Roughly 0% of a typical desktop’s disk space is used by hardlinked files. You can safely double count them. That’s exactly what every disk space analyzer does!
If you really wanna avoid double counting, just divide the size of every file by st_nlink. Of course you’d have to update the cached sizes of every directory that has a link to that inode so you’d need to cache the mapping from inodes to paths too. Another solution is to cache 2 sizes per directory, one for all files with 1 link and another for files that have 2 or more. The UI could hide the latter when it’s 0GB. But this discussion is academic; Nobody really cares about hardlinks.
> Roughly 0% of a typical desktop’s disk space is used by hardlinked files. You can safely double count them. That’s exactly what every disk space analyzer does!
While that may be a reasonable strategy, it's not what every disk space analyzer does.
I've got a backup setup that uses hardlinks to provide a wide variety of restore points without using a lot of space. du doesn't double count:
$ du -hs daily.0
436G daily.0
$ du -hs daily.1
436G daily.1
$ du -hs daily.0 daily.1
436G daily.0
12M daily.1
Not sure what you consider a "typical desktop", but on Windows, WinSxS has gigabytes worth of hardlinks. If you don't care about them that's another matter I guess.
Also note that the user will be confused when they delete the whole directory and observe 0 bytes get freed. (I guess a similar problem is also there even if you double count.)
The point is, the problem itself is-ill defined. There's no solution to that other than scrapping or redefining the problem itself. And it's hard to define the problem precisely for a non-technical user.
Then you get into semantic arguments: If a directory contains 2 1GB files, does the user care that 99% of their blocks are shared, or that just an under-the-hood implementation detail, and the user wants to know that there are 2GB worth of files in there?
Really, there should be two file sizes: "how much space this will take if I copy it to other filesystem" and "how much space will be freed if I delete this"
Well, three, "how many bytes do I get if I open it and read all the bytes out". Or maybe four, how many bytes do I get if I open it and read all bytes which aren't holes (ie. how many bytes do I need to put into an archive that supports sparse files) :)
I would expect at least one of those cases to be identical to "how much space this will take if I copy it to other filesystem" if you're asking a generic question where the target is a hypothetical and therefore you have to say how many bytes would be taken by the raw files since everything else requires knowing specific details about the target.
> "how much space this will take if I copy it to other filesystem"
This is ambiguous between "how many bytes are all these files in total" and "how many bytes does it take to store a single copy of all these files on such-and-such file system (mostly the current one)". The latter can be different because of transparent compression, which is common on e.g. BTRFS.

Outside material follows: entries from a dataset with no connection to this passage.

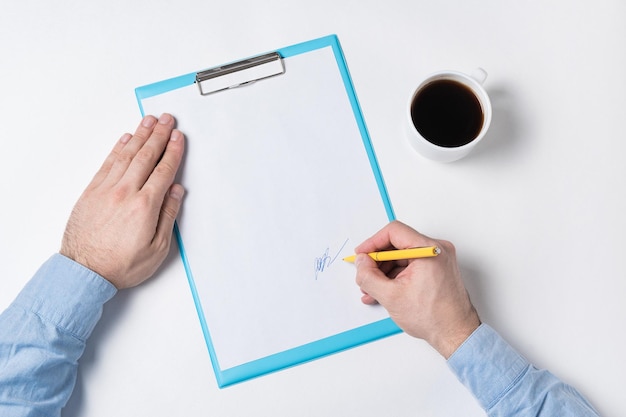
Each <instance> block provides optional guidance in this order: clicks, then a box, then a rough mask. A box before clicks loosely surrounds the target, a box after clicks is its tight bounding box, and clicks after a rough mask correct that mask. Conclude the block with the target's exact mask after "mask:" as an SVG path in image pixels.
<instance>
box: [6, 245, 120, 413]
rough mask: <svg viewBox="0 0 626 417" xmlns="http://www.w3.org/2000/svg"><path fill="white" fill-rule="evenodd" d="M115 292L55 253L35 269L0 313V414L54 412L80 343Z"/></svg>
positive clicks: (58, 410) (63, 257)
mask: <svg viewBox="0 0 626 417" xmlns="http://www.w3.org/2000/svg"><path fill="white" fill-rule="evenodd" d="M115 292H116V290H115V288H114V287H113V286H112V285H111V284H110V283H108V282H107V281H105V280H104V279H103V278H101V277H100V276H98V275H97V274H95V273H93V272H92V271H90V270H88V269H86V268H84V267H82V266H81V265H79V264H77V263H75V262H73V261H71V260H70V259H68V258H65V257H63V256H61V255H54V256H53V257H52V258H50V259H49V260H48V261H47V262H46V263H45V264H44V265H43V266H42V267H41V268H40V269H39V271H38V272H37V273H36V274H35V276H34V277H33V279H32V280H31V281H30V282H29V283H28V284H27V285H26V287H25V288H24V289H23V290H22V292H21V293H20V294H19V295H18V297H17V298H16V299H15V301H14V302H13V303H12V304H11V306H10V307H9V308H8V309H7V310H6V311H4V313H2V315H0V415H2V416H40V415H41V416H44V415H45V416H58V415H60V411H61V409H62V408H63V406H65V404H66V403H67V400H68V399H69V397H70V395H71V393H72V390H73V388H74V383H75V380H76V371H77V366H78V359H79V358H80V356H81V355H82V353H83V351H84V348H85V342H86V340H87V338H88V337H89V335H90V334H91V332H92V330H93V328H94V326H95V325H96V323H97V321H98V320H99V318H100V316H101V313H102V306H103V304H104V303H105V302H106V301H107V300H109V299H110V298H111V297H113V295H114V294H115Z"/></svg>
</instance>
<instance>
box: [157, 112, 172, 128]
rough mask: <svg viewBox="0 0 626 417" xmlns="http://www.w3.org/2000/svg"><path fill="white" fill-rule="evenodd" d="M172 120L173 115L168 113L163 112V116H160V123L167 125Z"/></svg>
mask: <svg viewBox="0 0 626 417" xmlns="http://www.w3.org/2000/svg"><path fill="white" fill-rule="evenodd" d="M171 121H172V116H170V115H169V114H167V113H163V114H162V115H161V117H159V123H160V124H162V125H166V124H168V123H169V122H171Z"/></svg>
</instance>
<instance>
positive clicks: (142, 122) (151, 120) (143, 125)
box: [141, 116, 155, 127]
mask: <svg viewBox="0 0 626 417" xmlns="http://www.w3.org/2000/svg"><path fill="white" fill-rule="evenodd" d="M154 122H155V120H154V117H152V116H146V117H144V118H143V120H142V121H141V125H142V126H143V127H152V126H154Z"/></svg>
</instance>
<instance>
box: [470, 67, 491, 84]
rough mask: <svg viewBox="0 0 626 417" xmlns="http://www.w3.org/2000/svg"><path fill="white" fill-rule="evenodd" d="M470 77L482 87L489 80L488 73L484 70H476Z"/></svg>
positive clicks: (471, 73) (472, 73)
mask: <svg viewBox="0 0 626 417" xmlns="http://www.w3.org/2000/svg"><path fill="white" fill-rule="evenodd" d="M470 77H472V78H473V79H475V80H476V81H477V82H478V84H480V85H482V84H483V83H484V82H485V80H486V79H487V71H485V70H484V69H482V68H476V69H475V70H474V71H472V73H471V74H470Z"/></svg>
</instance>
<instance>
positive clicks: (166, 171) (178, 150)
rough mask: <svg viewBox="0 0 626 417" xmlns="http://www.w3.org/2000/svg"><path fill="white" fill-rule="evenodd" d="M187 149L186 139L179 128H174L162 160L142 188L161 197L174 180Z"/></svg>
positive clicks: (167, 188)
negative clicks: (174, 178) (176, 128)
mask: <svg viewBox="0 0 626 417" xmlns="http://www.w3.org/2000/svg"><path fill="white" fill-rule="evenodd" d="M184 150H185V140H184V136H183V134H182V133H181V132H180V131H179V130H176V129H175V130H173V131H172V134H171V135H170V138H169V141H168V143H167V146H166V148H165V152H164V153H163V154H162V157H161V160H160V161H159V162H158V163H157V164H156V166H153V167H152V170H151V173H150V176H149V178H148V179H147V180H145V184H143V187H142V190H144V191H146V192H148V193H152V194H153V195H155V196H160V197H161V198H162V197H163V196H164V195H165V192H166V191H167V190H168V188H169V187H170V186H171V185H172V183H173V182H174V178H175V177H176V173H177V172H178V168H179V167H180V164H181V161H182V159H183V153H184Z"/></svg>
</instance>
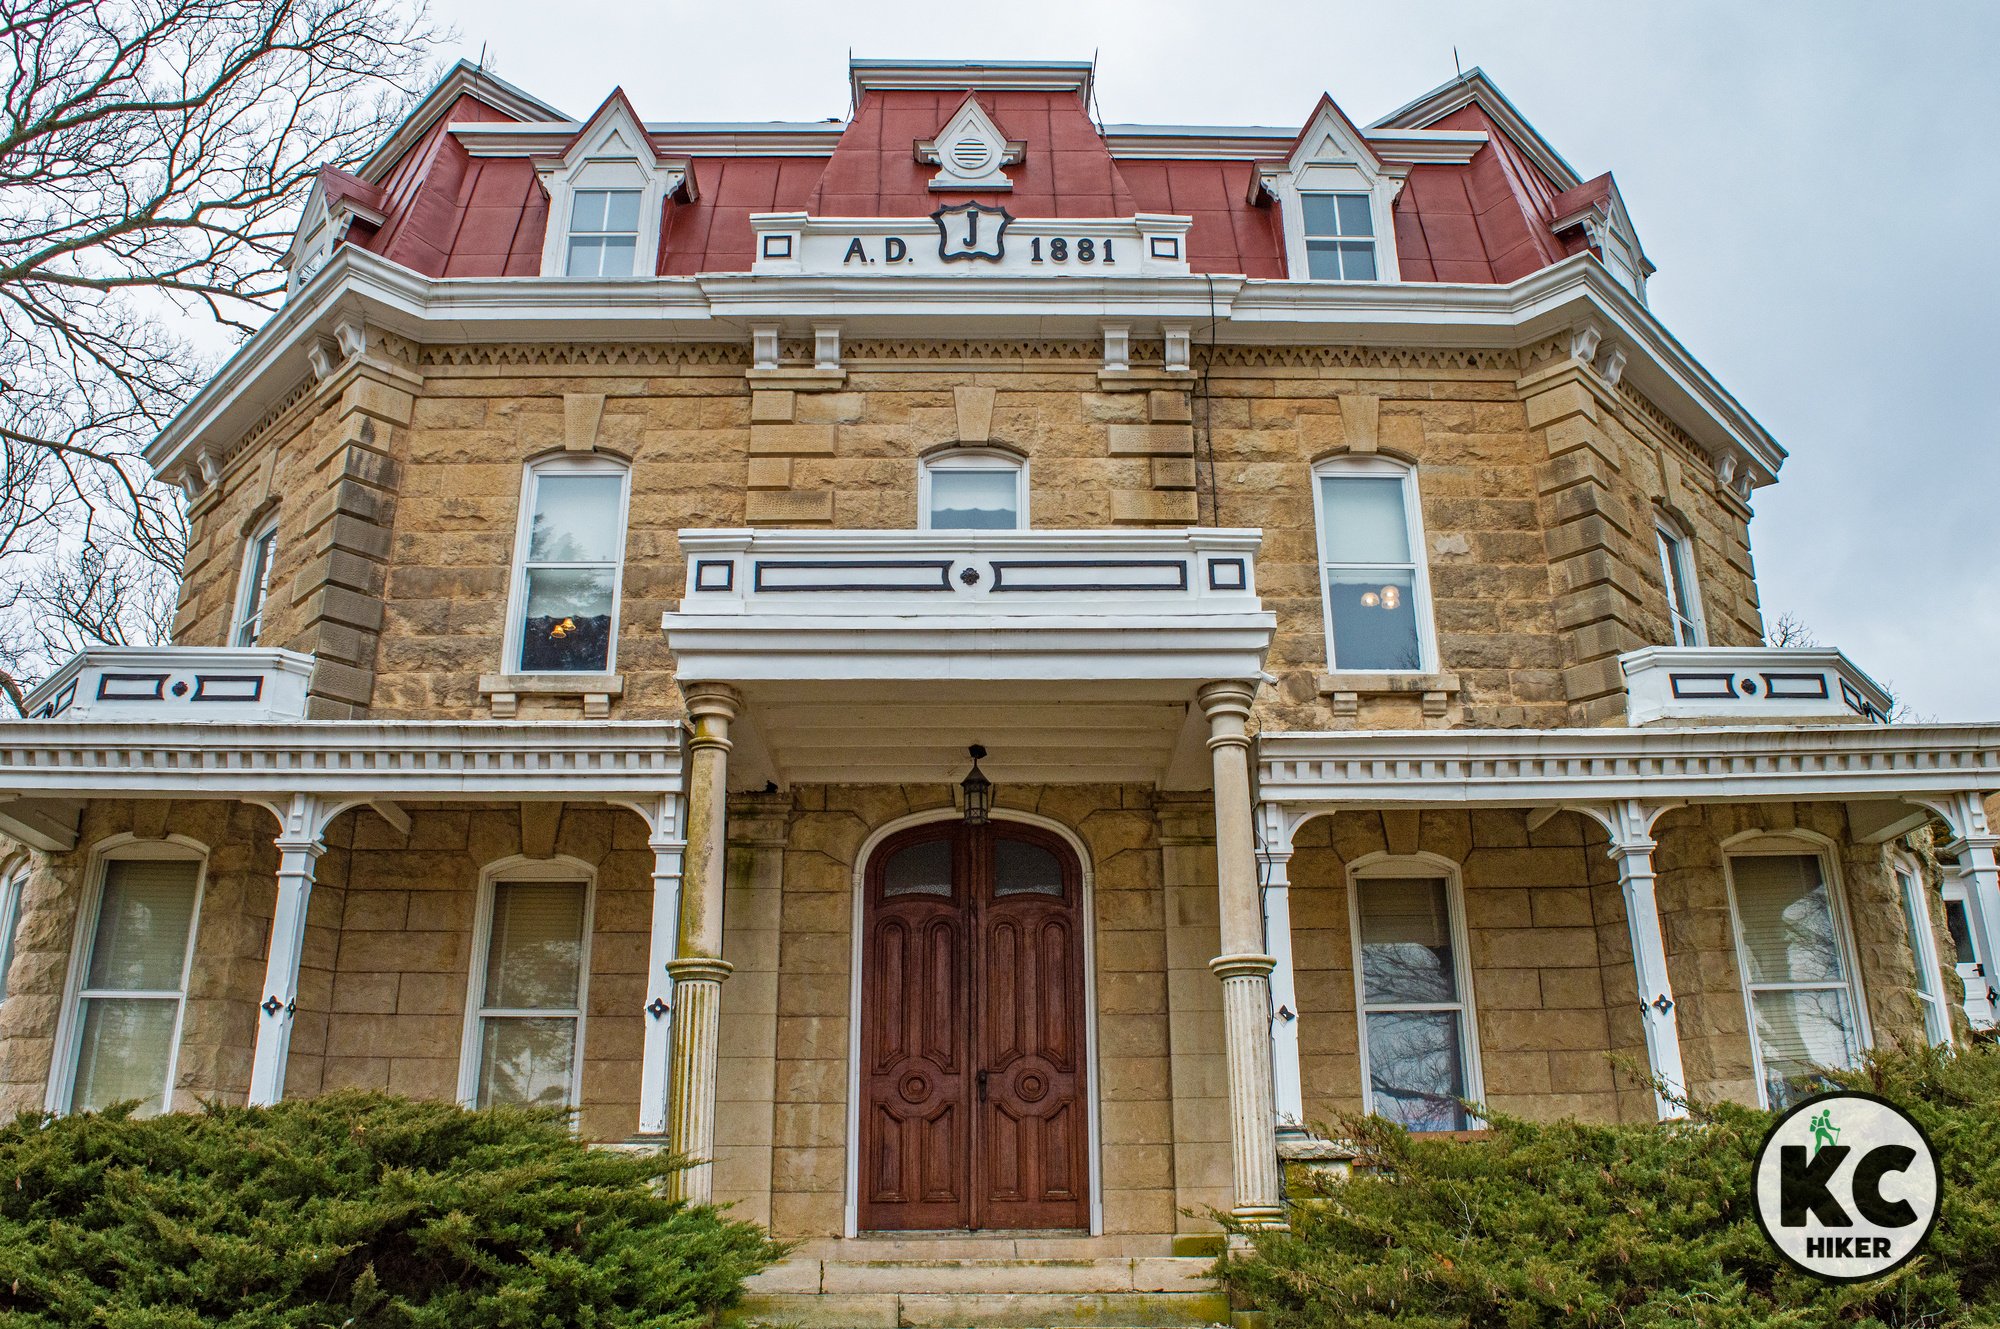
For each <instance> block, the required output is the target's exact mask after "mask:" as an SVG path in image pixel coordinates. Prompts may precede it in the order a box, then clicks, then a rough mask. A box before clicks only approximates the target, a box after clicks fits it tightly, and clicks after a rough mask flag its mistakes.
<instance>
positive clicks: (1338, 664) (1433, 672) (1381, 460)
mask: <svg viewBox="0 0 2000 1329" xmlns="http://www.w3.org/2000/svg"><path fill="white" fill-rule="evenodd" d="M1324 476H1374V478H1390V476H1396V478H1400V480H1402V520H1404V534H1406V538H1408V540H1410V594H1412V598H1414V600H1416V602H1414V604H1412V606H1410V612H1412V616H1414V618H1416V650H1418V662H1416V669H1374V667H1360V664H1340V662H1338V660H1336V658H1334V596H1332V580H1330V578H1328V570H1330V566H1332V564H1328V562H1326V504H1324V500H1322V498H1320V480H1322V478H1324ZM1426 544H1428V542H1426V538H1424V502H1422V496H1420V494H1418V488H1416V466H1414V464H1410V462H1404V460H1398V458H1392V456H1382V454H1360V452H1348V454H1342V456H1328V458H1324V460H1320V462H1314V466H1312V556H1314V562H1316V566H1318V570H1320V630H1322V632H1324V640H1326V669H1328V671H1354V669H1366V671H1368V673H1378V675H1428V673H1434V671H1436V669H1438V624H1436V614H1434V612H1432V606H1430V550H1428V546H1426ZM1340 566H1360V568H1366V566H1386V568H1400V566H1402V564H1340Z"/></svg>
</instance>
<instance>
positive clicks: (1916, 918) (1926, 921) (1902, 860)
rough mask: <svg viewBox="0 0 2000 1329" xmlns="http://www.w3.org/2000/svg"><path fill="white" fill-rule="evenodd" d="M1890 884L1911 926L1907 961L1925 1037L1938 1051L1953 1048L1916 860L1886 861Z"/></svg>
mask: <svg viewBox="0 0 2000 1329" xmlns="http://www.w3.org/2000/svg"><path fill="white" fill-rule="evenodd" d="M1888 873H1890V881H1894V883H1896V895H1898V899H1900V901H1902V911H1904V919H1906V921H1908V923H1910V959H1912V961H1914V963H1916V1001H1918V1011H1920V1013H1922V1017H1924V1037H1928V1039H1930V1041H1932V1043H1934V1045H1938V1047H1950V1045H1952V1003H1950V999H1948V997H1946V995H1944V969H1942V967H1940V963H1938V933H1936V929H1934V927H1932V923H1930V891H1926V889H1924V875H1922V871H1918V865H1916V859H1910V857H1906V855H1890V857H1888Z"/></svg>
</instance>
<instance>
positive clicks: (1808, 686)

If you really wanna avoid double counting, just divide the size of every file by st_nlink. Of course you’d have to update the cached sizes of every directory that has a link to that inode so you’d need to cache the mapping from inodes to paths too. Another solution is to cache 2 sizes per directory, one for all files with 1 link and another for files that have 2 or more. The UI could hide the latter when it’s 0GB. But this discussion is academic; Nobody really cares about hardlinks.